Hamarúc fue tomado preso vivo y clavado de manos y pies a una
simbólica aspa de madera que erigieron en una colina para que todo nativo que
por allí pasara, viera su agonía como
escarmiento disuasivo contra cualquier otro intento de rebelión. El león
rebelde soportó su tortura sin proferir un ¡Ay!
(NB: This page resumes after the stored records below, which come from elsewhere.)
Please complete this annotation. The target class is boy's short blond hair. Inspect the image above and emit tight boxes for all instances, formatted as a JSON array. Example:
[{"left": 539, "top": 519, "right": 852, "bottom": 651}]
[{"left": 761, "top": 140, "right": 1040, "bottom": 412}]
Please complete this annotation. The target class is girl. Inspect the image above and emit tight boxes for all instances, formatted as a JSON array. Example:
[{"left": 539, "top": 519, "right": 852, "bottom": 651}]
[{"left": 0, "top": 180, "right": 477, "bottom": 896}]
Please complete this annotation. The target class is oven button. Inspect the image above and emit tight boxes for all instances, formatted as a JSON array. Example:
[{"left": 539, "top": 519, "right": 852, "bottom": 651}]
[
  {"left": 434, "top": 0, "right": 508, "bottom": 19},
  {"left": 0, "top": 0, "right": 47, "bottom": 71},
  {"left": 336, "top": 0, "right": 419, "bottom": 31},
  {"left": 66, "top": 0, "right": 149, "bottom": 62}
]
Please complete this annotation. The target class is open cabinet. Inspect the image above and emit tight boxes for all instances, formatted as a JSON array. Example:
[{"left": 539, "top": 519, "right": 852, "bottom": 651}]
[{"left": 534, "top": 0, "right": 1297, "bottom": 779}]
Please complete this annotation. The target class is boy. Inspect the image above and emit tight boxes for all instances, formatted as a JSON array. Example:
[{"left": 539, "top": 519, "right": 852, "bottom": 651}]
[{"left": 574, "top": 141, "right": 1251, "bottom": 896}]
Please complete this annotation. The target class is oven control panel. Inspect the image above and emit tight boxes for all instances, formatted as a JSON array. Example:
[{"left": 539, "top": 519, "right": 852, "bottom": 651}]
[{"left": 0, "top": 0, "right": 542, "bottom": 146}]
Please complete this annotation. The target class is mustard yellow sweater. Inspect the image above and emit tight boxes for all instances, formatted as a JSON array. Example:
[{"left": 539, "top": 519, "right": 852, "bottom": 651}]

El tercer día, levantó su mirada para, desde la atalaya en que había
sido crucificado, ver la inmensidad de aquellas tierras que les fueron
entregadas por los dioses a sus ancestros y que una manada de saqueadores
vestidos de metal se las arrebataron para apropiarse de las brillantes lagrimas
que el Sol vertió sobre ellas como dádiva por ser una raza divinamente
escogida. El león rebelde lloró y el líquido de su llanto cayó al piso formando
un manantial. Los clavos de sus manos y pies saltaron y Hamarúc se elevó a los
cielos con los brazos extendidos. Cuando los invasores regresaron con la
intención de desmembrar su cadáver y enviar sus piernas y brazos a cada punto
cardinal como macabra lección, sólo hallaron el aspa de madera vacía y el
manantial que su último llanto formó.
Cuentan aún, los ancianos del lugar, que nativo que pasara
por aquel lugar y aplacara su sed en las cristalinas aguas del manantial, al
levantar su vista ya tenía otra mirada… la misma mirada que tuviera Hamarúc
aquella tarde que desnudó su torso y se enfrentó a sus opresores. En aquellas
aguas se gestó la liberación de estas tierras del yugo de los invasores
vestidos de metal bruñido que montando en sus cuadrúpedas bestias, aparecieron
desde el otro lado del mar a robar las brillantes lágrimas del Sol.
Entre las últimas páginas del libro sagrado que yacía sobre
la mesa había una hermosa y larga pluma blanca.